Son not olarak Rekin Teksoy’un çevirisi; üzerinde çok çalışılmış ve Türkçe’ye en uyumlu akıcı yapıya kavuşmuş çeviridir, tavsiye ediyoruz.
“En sevdiğin ne varsa hepsini bırakacaksın;
bunun gurbet yayının attığı
ilk ok olduğunu anlayacaksın.Başkasının ekmeğinin ne denli tuzlu,
başkasının merdiveninden çıkmanın
ne denli zor olduğunu göreceksin.Omuzlarına en büyük yükü de
bu vadiye düşerken sana eşlik edecek
budala sürüsü bindirecek;değer bilmez, inançsız bu kötü kişiler
sana kötülük edecekler; ama çok geçmeyecek
senin değil, onların yüzü kıpkırmızı kesecek.Onların yaptıkları aptallıklarını gösterecek;
kendi başına davranışın
sana güzellikler verecek.”Dante – İlahi Komedya
Genel olarak güzel bir inceleme olmuş. Eksik olarak gördüğüm birkaç şeyi eklemek istiyorum sadece. İlk önce Dante’yi çok seven biri olarak birkaç şeye değinmeden geçemeyeceğim. Kitap içerik, anlatım ve karakterler bakımından Pers edebiyatının İslamiyet öncesi zerdüştlük döneminde kutsal saydıkları Ardavirafname’nin bir nevi geliştirilmiş, esinlenilerek yaratılmış versiyonudur.

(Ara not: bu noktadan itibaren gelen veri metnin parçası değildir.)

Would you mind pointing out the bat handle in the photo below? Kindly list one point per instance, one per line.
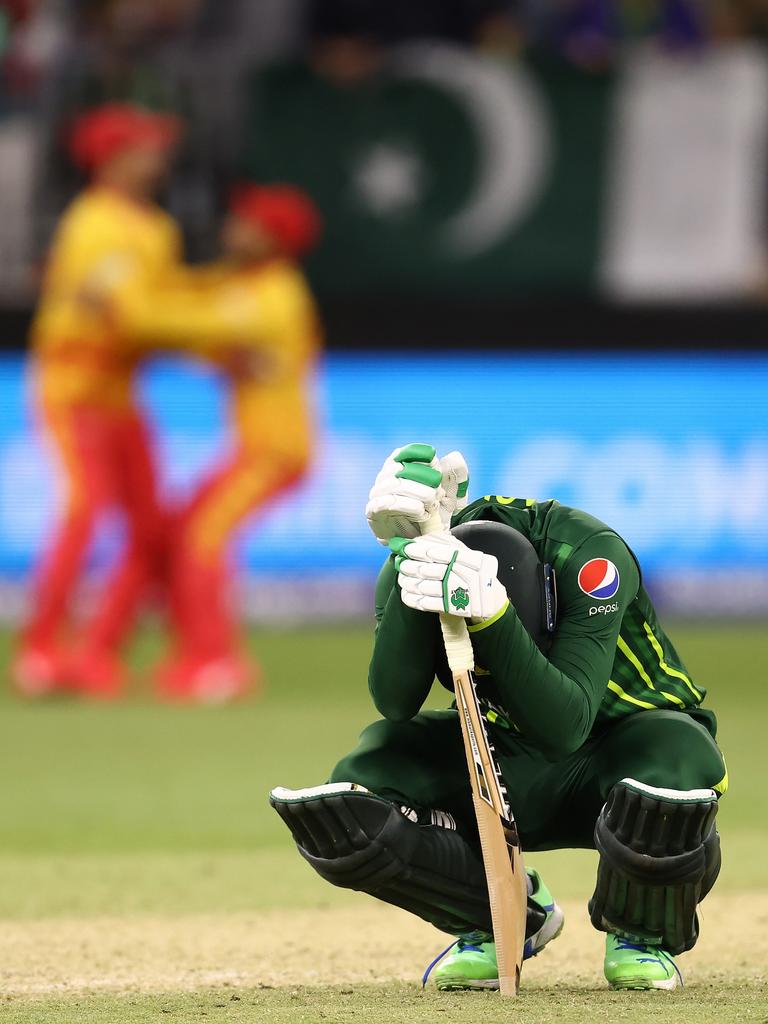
(455, 636)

Yazıldığı dönem, toplumun dinsel anlayışını eleştirmiştir. Reformist hareket için ilk adımlardan biri sayılabilir. Kitapta cehennem anlatılırken dini kullanan, dinden nemalanan vaizleri cehennemin en alt katmanında göstermesi dönemin yozlaşmış dinsel anlayışını değiştirmek için atılan ilk adımlardandır diyebiliriz.
Bir diğer konu da Beatrice aşkı. Beatrice Dante’nin aşık olduğu ve kitap boyunca takip ettiği melek olarak tasvir edilen kadın. Normal hayatta Dante’nin Beatrice’e olan aşkı sebebiyle kitapta ona böyle bir anlam yüklediğini söyleyebiliriz ki kitabın Ardavirafname’den en önemli farkı budur.
Hz. Muhammed ve birçok islam bilgininin cehennemin ilk katında tasvir edilmesi, genel erdem öğretilerinin bazen ütopik seviyelere çıkması ve yukarıda bahsettiğim arfavirafname’den esinlenme olayı kitabın eksileri diyebiliriz ama yine de okunması gereken çok güzel bir kitaptır.
Ardavirafname’nin 13. yüzyılda yazıldığı düşünülüyor yani İslamiyet öncesi değil. Ve aralarında esinlenme durumu olmayabilir nitekim bambaşka zaman ve mekanlarda yazılıp birbirine benzeyen çok eser var yeryüzünde.